Given that people around the world’s developed countries are now demanding the availability of huge amount of energy for their enjoyment in it’s various forms, it’s not suprising that the UHI effect is so significant.
I’m sure that the scientists are well aware of the impact of relative humidity.
They were, when I was a boy. Why not now.?
For all those asking, how raw is raw:
In the case of unadjusted GHCN and USHCN: these are monthly means. They are often the means of the daily max and min temperatures, but in some countries other averages may be used. So somebody somewhere calculated those means. But there is no attempt to correct for TOB, UHI, station moves, changing conditions at the site, changing instrumentation, etc in the unadjusted source files.
NOAA does attempt such adjustments, but they put the results in other files (adj for GHCN, TOB and F52 for USHCN). The individual countries often also do their own adjustments for their own stations, but these should be kept separate from what gets sent to NOAA. You can check that by checking against CLIMAT reports for recent years.
Oh, and R. Gates, in all sincerity, would you please contribute a post about the arctic? Anthony has already said that he would most likely post it. And this is the way science grows, by looking at all sides of the question.
Bill Illis,
“1. How Raw is the Raw data in the GHCN dataset.”

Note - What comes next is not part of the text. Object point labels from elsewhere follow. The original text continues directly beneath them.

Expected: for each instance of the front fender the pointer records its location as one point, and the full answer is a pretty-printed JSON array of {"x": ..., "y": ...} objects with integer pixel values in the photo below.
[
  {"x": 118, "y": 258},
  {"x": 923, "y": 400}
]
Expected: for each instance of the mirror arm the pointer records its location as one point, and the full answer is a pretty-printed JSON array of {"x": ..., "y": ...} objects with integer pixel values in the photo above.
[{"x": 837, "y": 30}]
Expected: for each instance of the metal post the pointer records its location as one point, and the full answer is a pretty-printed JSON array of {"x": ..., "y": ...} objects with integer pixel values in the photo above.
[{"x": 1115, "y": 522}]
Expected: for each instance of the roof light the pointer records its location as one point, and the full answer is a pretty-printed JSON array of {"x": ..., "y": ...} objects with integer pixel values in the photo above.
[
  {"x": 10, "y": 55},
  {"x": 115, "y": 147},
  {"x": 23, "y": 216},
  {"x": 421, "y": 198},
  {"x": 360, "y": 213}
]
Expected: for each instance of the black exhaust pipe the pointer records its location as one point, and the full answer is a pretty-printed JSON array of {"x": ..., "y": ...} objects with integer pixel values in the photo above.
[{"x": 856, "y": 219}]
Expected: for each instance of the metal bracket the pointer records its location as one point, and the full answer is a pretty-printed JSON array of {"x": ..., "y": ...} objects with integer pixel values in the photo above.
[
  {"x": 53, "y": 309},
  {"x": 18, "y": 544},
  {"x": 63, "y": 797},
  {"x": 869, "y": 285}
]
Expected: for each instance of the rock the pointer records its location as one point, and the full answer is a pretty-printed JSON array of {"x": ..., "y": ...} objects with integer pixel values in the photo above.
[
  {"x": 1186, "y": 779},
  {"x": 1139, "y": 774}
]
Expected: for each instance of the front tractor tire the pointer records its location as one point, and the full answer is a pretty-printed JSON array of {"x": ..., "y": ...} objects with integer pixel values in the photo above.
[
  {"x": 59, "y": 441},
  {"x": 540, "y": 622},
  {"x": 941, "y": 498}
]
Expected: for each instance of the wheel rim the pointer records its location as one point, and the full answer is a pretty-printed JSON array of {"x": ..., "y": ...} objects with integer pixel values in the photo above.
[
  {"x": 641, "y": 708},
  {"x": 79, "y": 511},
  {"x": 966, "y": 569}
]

Quite raw, at least in current practice. It comes straight from the CLIMAT forms submitted by the various Mets. You can see these at OGIMET.
“2. What adjustments are done to have GISTemp and Hadcrut3 higher (and lower) than the reconstruction numbers.”
Gistemp code is available. But the message from the linked articles is that the adjusted GISS and HADcrut are not noticeably different from the raw GHCN results.
“3. Can we pick a better series of high quality rural stations that have consistently reported over the whole period so we can avoid UHI and station-selection biases (continuing to use rising stations and discarding declining stations) in the GHCN dataset.”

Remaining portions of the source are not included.